- IATA: DWD; ICAO: OEDM;

Summary
- Airport type: Public
- Operator: General Authority of Civil Aviation
- Serves: Dawadmi (Al Dawadmi)
- Location: Riyadh Province, Saudi Arabia
- Elevation AMSL: 3,026 ft (922 m)
- Coordinates: 24°26′59″N 044°07′16″E﻿ / ﻿24.44972°N 44.12111°E

Map
- OEDM Location of airport in Saudi Arabia

Runways
| Direction | Length |  | Surface |
| m | ft |
| 15/33 | 3,050 | 10,006 | Asphalt |
- Sources:

= Dawadmi Domestic Airport =

Dawadmi Airport (مطار الدوادمي, ), also known as Dawadmi Domestic Airport (مطار الدوادمي المحلي), is an airport serving Dawadmi, a city in the Riyadh province in Saudi Arabia.

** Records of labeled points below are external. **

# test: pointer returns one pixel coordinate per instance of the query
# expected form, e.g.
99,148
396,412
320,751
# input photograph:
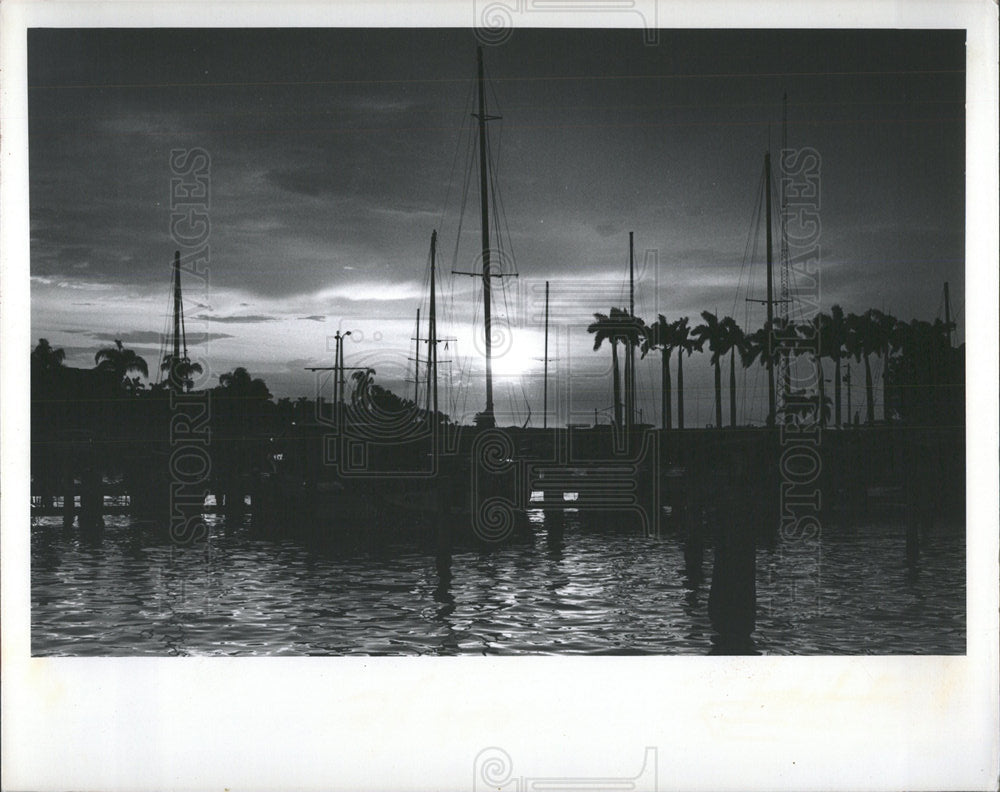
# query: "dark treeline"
107,422
924,375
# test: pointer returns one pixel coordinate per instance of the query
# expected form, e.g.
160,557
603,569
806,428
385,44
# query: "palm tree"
733,341
363,379
885,325
134,386
180,371
239,382
713,333
837,337
45,358
815,336
662,335
684,341
608,328
757,344
870,334
633,329
242,398
120,361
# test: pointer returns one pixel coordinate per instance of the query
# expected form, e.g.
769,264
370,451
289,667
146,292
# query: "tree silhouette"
119,362
179,372
713,333
684,341
610,329
869,334
662,335
837,337
733,340
45,358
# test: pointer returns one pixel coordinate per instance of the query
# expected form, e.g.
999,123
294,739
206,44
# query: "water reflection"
573,588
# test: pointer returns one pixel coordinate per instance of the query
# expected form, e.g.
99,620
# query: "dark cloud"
334,153
237,319
148,336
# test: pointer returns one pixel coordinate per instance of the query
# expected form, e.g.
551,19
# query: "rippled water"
599,592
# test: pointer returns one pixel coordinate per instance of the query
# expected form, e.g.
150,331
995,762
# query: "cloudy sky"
334,153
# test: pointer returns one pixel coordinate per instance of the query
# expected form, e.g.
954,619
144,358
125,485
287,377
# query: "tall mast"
947,312
416,365
432,339
340,364
488,419
770,293
630,419
786,374
173,374
545,400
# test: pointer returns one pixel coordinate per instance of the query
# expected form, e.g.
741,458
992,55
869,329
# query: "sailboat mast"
545,398
174,373
947,312
786,374
770,293
488,419
416,365
631,312
432,338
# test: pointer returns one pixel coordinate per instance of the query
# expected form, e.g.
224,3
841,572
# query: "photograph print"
357,341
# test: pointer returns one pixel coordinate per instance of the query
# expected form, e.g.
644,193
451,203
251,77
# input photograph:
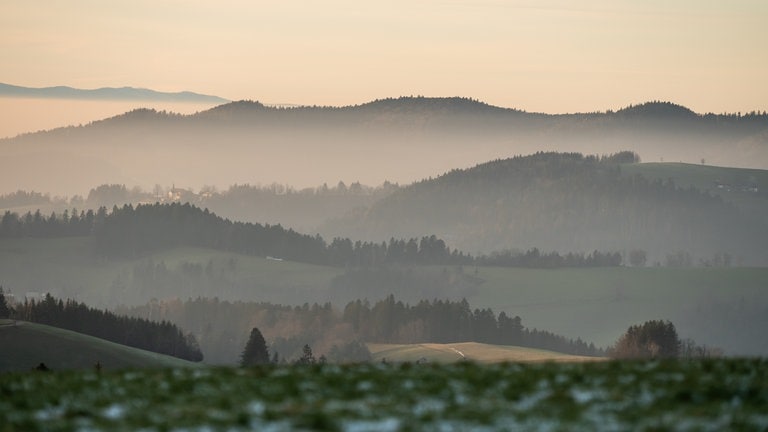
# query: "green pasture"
703,395
23,346
720,307
467,351
68,268
707,178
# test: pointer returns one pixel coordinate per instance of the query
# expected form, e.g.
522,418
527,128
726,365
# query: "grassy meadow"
467,351
25,345
720,307
703,395
67,268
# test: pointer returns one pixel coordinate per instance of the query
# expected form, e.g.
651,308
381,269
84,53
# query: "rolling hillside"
471,351
567,202
25,345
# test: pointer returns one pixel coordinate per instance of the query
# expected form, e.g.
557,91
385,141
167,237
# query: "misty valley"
476,268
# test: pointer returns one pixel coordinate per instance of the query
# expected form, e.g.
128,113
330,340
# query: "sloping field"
67,268
472,351
26,345
699,395
721,307
744,187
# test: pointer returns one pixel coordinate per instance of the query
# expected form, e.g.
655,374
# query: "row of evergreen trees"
445,321
160,337
135,231
224,327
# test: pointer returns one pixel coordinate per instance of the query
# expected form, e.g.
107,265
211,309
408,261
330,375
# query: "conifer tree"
255,352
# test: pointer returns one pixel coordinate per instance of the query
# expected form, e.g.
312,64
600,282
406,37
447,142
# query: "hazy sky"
537,55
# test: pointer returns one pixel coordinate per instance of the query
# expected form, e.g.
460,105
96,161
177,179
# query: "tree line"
135,231
160,337
223,328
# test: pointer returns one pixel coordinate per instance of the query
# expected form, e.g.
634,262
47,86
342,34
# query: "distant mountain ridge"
105,93
400,140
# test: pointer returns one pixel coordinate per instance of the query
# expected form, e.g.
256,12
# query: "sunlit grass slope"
699,395
723,307
472,351
25,345
67,267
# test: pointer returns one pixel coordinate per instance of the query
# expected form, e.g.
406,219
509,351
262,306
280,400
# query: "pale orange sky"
537,55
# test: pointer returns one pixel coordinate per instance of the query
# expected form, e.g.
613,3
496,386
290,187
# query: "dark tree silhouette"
255,352
652,339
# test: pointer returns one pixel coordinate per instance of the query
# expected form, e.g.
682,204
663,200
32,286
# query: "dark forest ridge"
59,349
104,93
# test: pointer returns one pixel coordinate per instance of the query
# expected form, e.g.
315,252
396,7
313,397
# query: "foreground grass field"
707,395
25,345
470,351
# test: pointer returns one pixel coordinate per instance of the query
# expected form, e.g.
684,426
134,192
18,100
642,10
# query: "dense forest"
135,231
222,328
566,202
160,337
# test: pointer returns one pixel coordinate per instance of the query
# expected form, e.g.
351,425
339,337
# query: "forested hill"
401,140
566,202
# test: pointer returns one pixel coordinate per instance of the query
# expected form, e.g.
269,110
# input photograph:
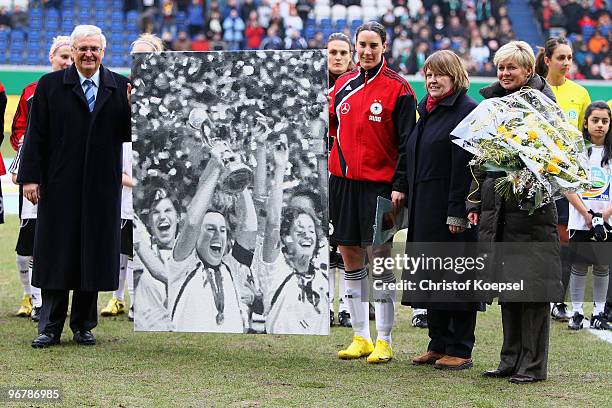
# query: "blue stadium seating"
16,57
340,24
17,35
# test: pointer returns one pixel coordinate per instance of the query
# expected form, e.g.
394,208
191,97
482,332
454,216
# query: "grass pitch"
127,369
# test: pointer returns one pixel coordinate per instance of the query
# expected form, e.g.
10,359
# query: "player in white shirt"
25,248
294,285
117,305
153,249
590,218
208,289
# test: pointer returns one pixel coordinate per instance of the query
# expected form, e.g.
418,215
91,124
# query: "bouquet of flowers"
526,135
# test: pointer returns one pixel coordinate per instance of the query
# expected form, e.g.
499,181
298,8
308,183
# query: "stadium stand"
588,27
474,29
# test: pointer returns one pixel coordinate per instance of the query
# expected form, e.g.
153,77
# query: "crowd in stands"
474,29
587,25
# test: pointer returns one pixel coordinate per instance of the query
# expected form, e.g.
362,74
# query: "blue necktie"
89,95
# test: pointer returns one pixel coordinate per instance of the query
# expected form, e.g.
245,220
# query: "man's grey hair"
85,30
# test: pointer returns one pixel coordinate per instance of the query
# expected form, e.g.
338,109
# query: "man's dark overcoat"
75,157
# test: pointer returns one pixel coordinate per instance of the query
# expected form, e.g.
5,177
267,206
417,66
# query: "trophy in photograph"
237,175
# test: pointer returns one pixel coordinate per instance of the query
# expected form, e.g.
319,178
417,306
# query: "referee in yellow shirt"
554,62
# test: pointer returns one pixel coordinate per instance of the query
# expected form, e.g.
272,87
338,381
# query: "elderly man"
71,167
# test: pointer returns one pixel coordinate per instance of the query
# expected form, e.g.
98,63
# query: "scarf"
432,102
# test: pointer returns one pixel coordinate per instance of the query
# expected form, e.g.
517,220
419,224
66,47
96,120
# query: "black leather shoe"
522,379
45,340
84,337
35,316
496,373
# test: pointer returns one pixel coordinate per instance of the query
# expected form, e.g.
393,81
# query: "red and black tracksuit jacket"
372,114
20,120
3,101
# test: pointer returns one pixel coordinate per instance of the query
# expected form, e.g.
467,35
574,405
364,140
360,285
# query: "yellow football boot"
25,307
382,352
358,348
113,308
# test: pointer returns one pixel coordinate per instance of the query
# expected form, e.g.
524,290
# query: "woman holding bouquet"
438,185
524,354
553,62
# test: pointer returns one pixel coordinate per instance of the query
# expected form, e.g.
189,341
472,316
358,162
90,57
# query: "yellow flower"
560,144
553,168
503,131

The airport was established in 2003.

The airport lies in the Najd some 30 km west of the town center of Dawadmi. The airport has a single runway in roughly NNW to SSE direction. In April 2003, the new airport in the city was inaugurated by the Crown Prince of Saudi Arabia.

==Facilities==
The airport resides at an elevation of 3026 ft above mean sea level. It has one runway designated 15/33 with an asphalt surface measuring 3050 × 45 m.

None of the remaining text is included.